Blue Cross and Blue Shield of Florida recently made a $600,000 gift to UNF’s School of Nursing and the University of Florida’s program to help address the state’s nursing shortage. The majority of the money will be used to train new nurses. UNF also received a $1.2 million SUCCEED grant from the state to increase the number of nurses entering the profession in Florida.
The University will also use the funds to staff a patient-simulation lab at Shands Jacksonville for the clinical education of UNF and University of Florida nursing students and members of the staff at Shands. This will allow the University to increase the enrollment of baccalaureate nursing students, upgrade technology and optimize student placement at clinical sites.
Todd Uhlman, UNF nursing student and first vice president of the Florida Nursing Students’ Association, said the following about the gift in UNF’s student newspaper, the Spinnaker: “It is essential for our success, but more importantly, for the patients.”
With support from Blue Cross and Blue Shield, the SUCCEED project will increase enrollment in the UNF and University of Florida nursing programs. It’s anticipated that 68 additional students will be admitted to both accelerated baccalaureate programs and to the new clinical nurse leader tracks. “This gift is an example of their [Blue Cross and Blue Shield of Florida] commitment to nursing,” said Dr. Pam Chally, dean of the College of Health. “Nursing students will be very positively impacted this year, the next year and the year after.”

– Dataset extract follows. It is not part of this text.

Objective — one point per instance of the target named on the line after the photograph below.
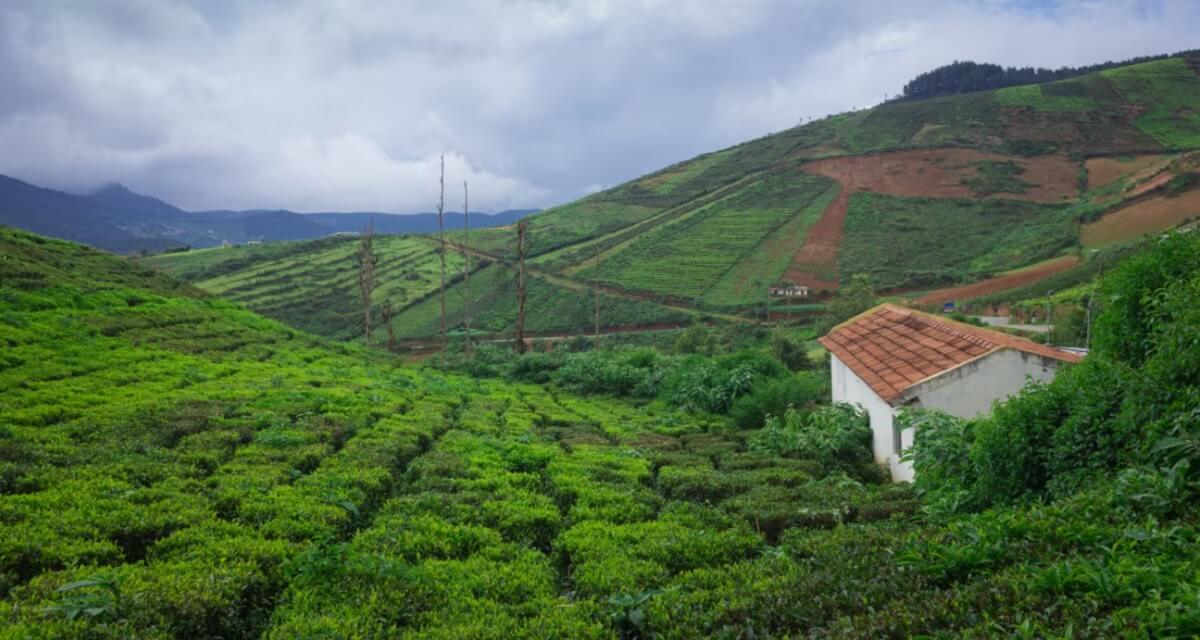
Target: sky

“This will allow us to bring in more nursing students,” UNF President John Delaney said at a press conference to announce the gift. “We literally have to turn away five qualified nursing applicants for each one we take. And with the incredible need in all the hospitals and doctor’s offices across the state, it’s ridiculous that we have to do that.” The gifts to UNF and UF will each qualify for $420,000 in state matching funds. UNF will use the Blue Cross and Blue Shield of Florida gift to hire a professor who will work with a database which will enable the School of Nursing to match the nursing students’ education to clinical sites in the Jacksonville area.
Florida’s nursing shortage, estimated at 34,000 and expected to hit 61,000 within 15 years, has resulted in a negative impact in the quality and availability of health care. “We recognize how important collaboration is to achieve meaningful progress in easing the nursing shortage,” said Dr. Robert Lufrano, chairman and chief executive officer of Blue Cross and Blue Shield of Florida.